Kató Lomb, Polyglot: How I Learn Languages
“From a pedagogical perspective, the most valuable mistake is the one you make yourself. If I discover an error I’ve made or if I am taken to task for a mistake, the emotional sphere tapped will conjure wonder, annoyance, or offense. They are all excellent means of fixation.”
Kató Lomb, Polyglot: How I Learn Languages
“To look it at another way, surely there are many unfortunate people who have needed to undergo multiple stomach surgeries. Yet no one would hand a scalpel over to them and ask them to perform the same surgery they received on another person, simply because they themselves had undergone it so often.”
Kató Lomb, Polyglot: How I Learn Languages
“The beauty of a language is, generally judged by its soft or rigid, melodious or harsh, ring. Other aspects, such as the flexibility of derivation, play hardly any role in grading. Were it the case, Russian would certainly be placed on the winner’s stand. It would rank first in plasticity.”
Kató Lomb, Polyglot: How I Learn Languages
“Because those who know nothing must advance vigorously.”
Kató Lomb, Polyglot: How I Learn Languages
“We should learn languages because language is the only thing worth knowing even poorly. If someone knows how to play the violin only a little, he will find that the painful minutes he causes are not in proportion to the possible joy he gains from his playing. The amateur chemist spares himself ridicule only as long as he doesn’t aspire for professional laurels.

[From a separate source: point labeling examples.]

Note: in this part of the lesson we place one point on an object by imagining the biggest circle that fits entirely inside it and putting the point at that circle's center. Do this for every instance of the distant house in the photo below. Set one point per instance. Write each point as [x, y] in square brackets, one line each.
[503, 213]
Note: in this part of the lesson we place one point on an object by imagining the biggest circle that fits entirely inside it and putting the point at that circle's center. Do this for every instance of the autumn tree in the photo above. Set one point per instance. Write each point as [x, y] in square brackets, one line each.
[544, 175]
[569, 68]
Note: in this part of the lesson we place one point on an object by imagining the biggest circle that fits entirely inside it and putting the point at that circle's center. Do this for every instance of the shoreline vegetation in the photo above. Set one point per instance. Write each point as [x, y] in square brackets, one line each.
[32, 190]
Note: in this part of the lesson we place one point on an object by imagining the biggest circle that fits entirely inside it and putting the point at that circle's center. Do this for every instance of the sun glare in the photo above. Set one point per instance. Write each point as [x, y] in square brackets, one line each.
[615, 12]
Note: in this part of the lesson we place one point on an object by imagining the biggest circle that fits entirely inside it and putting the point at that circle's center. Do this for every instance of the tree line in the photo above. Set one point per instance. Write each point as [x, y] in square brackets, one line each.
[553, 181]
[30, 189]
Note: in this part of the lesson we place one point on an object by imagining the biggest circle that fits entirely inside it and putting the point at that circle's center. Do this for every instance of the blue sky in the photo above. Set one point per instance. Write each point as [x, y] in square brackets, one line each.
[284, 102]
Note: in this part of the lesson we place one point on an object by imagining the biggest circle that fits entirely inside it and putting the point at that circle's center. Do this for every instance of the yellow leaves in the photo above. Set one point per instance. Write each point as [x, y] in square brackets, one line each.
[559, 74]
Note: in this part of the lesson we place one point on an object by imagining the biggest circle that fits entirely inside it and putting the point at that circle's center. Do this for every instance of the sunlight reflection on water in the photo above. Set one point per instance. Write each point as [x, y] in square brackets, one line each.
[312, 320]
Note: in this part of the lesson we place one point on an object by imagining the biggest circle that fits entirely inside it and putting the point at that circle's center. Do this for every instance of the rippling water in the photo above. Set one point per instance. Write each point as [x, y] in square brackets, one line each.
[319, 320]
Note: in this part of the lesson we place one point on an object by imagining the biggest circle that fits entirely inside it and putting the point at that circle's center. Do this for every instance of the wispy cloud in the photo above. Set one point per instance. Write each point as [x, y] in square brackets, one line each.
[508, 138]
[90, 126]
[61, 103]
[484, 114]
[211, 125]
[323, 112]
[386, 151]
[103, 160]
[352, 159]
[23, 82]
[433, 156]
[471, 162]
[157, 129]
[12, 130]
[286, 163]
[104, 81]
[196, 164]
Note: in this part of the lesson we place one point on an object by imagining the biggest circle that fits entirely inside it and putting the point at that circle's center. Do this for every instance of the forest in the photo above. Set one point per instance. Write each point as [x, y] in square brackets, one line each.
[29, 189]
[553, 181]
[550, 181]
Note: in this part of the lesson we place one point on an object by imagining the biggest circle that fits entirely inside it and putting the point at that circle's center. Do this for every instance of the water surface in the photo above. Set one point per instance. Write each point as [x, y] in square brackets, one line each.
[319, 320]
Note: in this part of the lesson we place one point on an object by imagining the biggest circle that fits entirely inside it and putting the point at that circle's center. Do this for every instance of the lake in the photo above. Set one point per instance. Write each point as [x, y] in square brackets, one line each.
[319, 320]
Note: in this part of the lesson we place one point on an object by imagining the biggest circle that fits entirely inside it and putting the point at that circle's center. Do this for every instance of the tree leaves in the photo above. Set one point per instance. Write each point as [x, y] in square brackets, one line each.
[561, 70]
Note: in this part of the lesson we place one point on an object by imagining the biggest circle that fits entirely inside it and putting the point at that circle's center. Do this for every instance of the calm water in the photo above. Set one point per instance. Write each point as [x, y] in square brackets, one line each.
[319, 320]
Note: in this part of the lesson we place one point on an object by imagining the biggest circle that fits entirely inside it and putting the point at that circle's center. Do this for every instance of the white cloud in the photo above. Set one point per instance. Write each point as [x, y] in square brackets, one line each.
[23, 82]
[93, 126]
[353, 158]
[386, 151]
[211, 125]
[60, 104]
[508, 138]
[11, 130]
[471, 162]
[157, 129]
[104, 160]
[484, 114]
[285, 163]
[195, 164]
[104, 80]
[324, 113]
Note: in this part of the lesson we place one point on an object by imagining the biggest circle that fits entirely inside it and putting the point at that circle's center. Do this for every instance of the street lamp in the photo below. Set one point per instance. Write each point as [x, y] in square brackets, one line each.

The man somewhat skilled in medicine will not go far, and if he tries to trade on his knowledge without certification, he will be locked up as a quack doctor.

Solely in the world of languages is the amateur of value. Well-intentioned sentences full of mistakes can still build bridges between people. Asking in broken Italian which train we are supposed to board at the Venice railway station is far from useless. Indeed, it is better to do that than to remain uncertain and silent and end up back in Budapest rather than in Milan.”
Kató Lomb, Polyglot: How I Learn Languages
“The native level is when our countryman is taken for a native-born French, Russian, Brit, etc.; i.e., when he or she starts speaking Hungarian in Paris, Moscow, or London, people will ask in amazement: what is this interesting- sounding language and who put it in your head to learn it?”
Kató Lomb, Polyglot: How I Learn Languages
“A nyelvtanulás várható sikerét egyszerű egyenlet fejezi ki:
Ráfordított idő + érdeklődés = eredmény.”